More here and here. And note this (the Aurora is our version of the P-3C Orion):
US Navy Grounds One-Quarter Of P-3C Fleet Over Structural Concerns
Update: The future of the Aurora fleet is still rather murky:
The news that only 10 of the 18 planes would be refitted was buried in the news release. That, and the late afternoon timing, suggests the government is trying to play down the announcement.

Neither IMP nor the union that represents the workers at the plant was available for comment on Tuesday. And the Defence Department could not answer basic questions such as how much the work will cost, whether the reduction in the number of planes will reduce the number of patrols, when the military will buy replacement planes or where the planes that won’t be refitted are based.

Fourteen of the 18 Auroras are based at 14 Wing Greenwood.

"The 10, the majority of the fleet, keep us flying until 2020 and allow us to plan for a replacement of the Aurora," Mr. MacKay’s spokesman, Dan Dugas, said in an e-mail. "There will be a savings of a couple of hundred million because we aren’t going to put money into extending them beyond their best-before date like the Sea Kings. Money should be used to equip the forces with modern aircraft." ..

Mr. Coderre [Liberal National Defence critic] said Tuesday that he’s glad that some of the work will go ahead, but he doesn’t understand why only 10 planes are being refitted.

"If it’s good for 10, it should be good for 18, so what’s the rationale here?" he said. "It will have an impact on the job loss. If we accept to modernize these planes, that means . . . what we’ve been saying is accurate."

Mr. Coderre predicts the reduction in the number of planes will affect operations.

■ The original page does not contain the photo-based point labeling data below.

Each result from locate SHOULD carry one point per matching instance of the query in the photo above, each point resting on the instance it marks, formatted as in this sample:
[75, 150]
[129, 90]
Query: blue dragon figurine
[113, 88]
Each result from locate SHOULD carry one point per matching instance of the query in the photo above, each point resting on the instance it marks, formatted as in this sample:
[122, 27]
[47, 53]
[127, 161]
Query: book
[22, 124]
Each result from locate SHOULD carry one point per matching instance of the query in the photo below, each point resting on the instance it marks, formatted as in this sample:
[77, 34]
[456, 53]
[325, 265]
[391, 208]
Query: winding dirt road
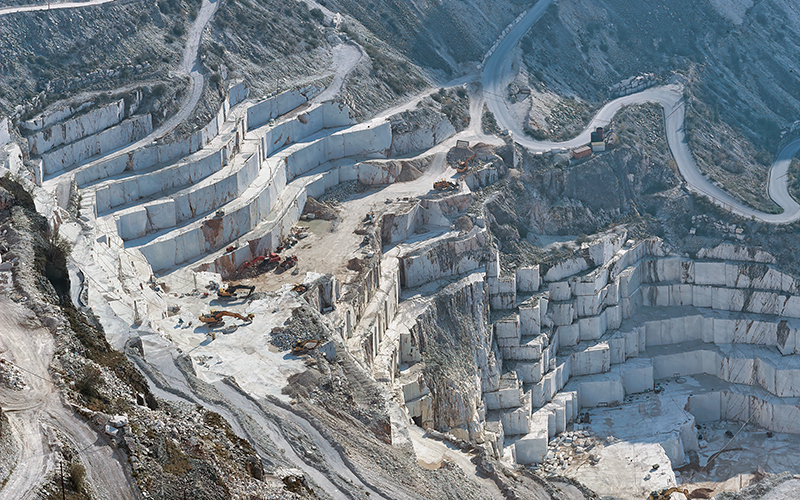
[51, 6]
[497, 73]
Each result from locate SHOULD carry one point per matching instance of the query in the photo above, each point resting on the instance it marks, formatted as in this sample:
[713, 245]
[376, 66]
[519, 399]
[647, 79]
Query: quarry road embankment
[51, 6]
[498, 71]
[35, 411]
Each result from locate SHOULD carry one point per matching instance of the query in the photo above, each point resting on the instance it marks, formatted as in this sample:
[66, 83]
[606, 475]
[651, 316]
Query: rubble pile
[570, 448]
[302, 326]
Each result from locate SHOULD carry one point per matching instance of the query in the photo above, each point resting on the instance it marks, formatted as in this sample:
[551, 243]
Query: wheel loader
[230, 292]
[215, 317]
[666, 493]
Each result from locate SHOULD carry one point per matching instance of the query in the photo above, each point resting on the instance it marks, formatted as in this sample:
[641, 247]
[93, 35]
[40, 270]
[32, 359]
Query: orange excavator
[464, 164]
[215, 317]
[230, 292]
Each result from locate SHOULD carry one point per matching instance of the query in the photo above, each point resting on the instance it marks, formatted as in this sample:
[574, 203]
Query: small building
[581, 152]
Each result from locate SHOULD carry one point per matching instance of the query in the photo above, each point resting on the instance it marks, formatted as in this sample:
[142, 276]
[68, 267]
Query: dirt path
[345, 58]
[497, 72]
[36, 410]
[51, 6]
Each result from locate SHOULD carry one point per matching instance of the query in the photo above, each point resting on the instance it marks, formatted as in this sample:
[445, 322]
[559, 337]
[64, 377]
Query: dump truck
[216, 317]
[444, 185]
[230, 292]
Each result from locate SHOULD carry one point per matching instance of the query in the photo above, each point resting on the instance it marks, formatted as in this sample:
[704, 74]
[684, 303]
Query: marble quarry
[592, 330]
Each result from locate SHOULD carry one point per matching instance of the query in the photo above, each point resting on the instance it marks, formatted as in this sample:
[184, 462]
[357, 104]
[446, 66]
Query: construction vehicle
[253, 262]
[304, 346]
[215, 317]
[463, 166]
[288, 262]
[666, 493]
[230, 292]
[444, 185]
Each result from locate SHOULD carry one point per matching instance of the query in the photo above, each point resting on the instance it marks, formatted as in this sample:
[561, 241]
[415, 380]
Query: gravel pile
[342, 192]
[303, 325]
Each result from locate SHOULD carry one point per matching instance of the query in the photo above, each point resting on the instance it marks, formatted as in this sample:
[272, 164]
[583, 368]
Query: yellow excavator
[215, 317]
[666, 493]
[304, 346]
[230, 292]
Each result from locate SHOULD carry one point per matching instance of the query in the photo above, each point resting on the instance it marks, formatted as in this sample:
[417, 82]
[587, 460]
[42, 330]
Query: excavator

"It will have an impact on the multi-mission factor, which is surveillance, which is intelligence gathering, which is antisubmarine warfare, and it will have an impact also on the smugglers. If we want to fulfil our job, we need those 18 planes."
Another noted expert on things military, Green Party Leader Elizabeth May, is also critical of the government's decision; note her mission priority.

Here's a comment thread at Milnet.ca.

Upperdate: More at this blog:
If you have any other questions, tips or thoughts about Canadian defence matters, please send them along to David Pugliese at dpugliese@thecitizen.canwest.com
And more on the Global Express (aka the ASTOR) at the end of this post.


Anonymous Anonymous said...

pretty much have to keep some flying until then because if we were to buy new P8's tomorrow, we wouldn't receive any until then, maybe later. First one is not due off the line until 2103

Last lines are revealing - saying that equipment from upgraded Auroras could be transferred to new aircraft.

Might mean the last flight for some of the Auroras might be to a Boeing plant.

5:19 p.m., December 18, 2007  
Blogger Dave in Pa. said...

Fred, I don't think you meant 2103. That'd be 96 years from now. Even the slackest NATO members have somewhat quicker aircraft acquisition practices than that! :-)

Seriously though, here in the US, I also wonder at some of the decisions made by some Pentagon "geniuses".

For example, they're keeping about ninety 45 yr. old B-52Hs flying, while they've mothballed thirty seven of the 100 B-1Bs that were built! That's 37 quarter billion dollar bombers that are pretty new, in excellent condition, with low flight hours, in order to keep 45 year old B-52Hs in the air.

That's even more inexplicable than investing more money in 40 yr old Auroras, instead of committing those funds now to new birds.

In both cases, I think I smell a pork barbecue in the background. Ya think?

1:51 a.m., December 19, 2007  
Anonymous Anonymous said...

2013 it is.

We could have had a shot at some ealy production but declined to participate in the program a few years back.

Right now the USN has the priority on P8's

Really no choice - either stop flying the missions or extend the flight life until a new plane gets acquired.

The MSM talking about the ASTOR is just more stupid reporting.

ASTOR can't do MMP jobs - wrong plane for the mission.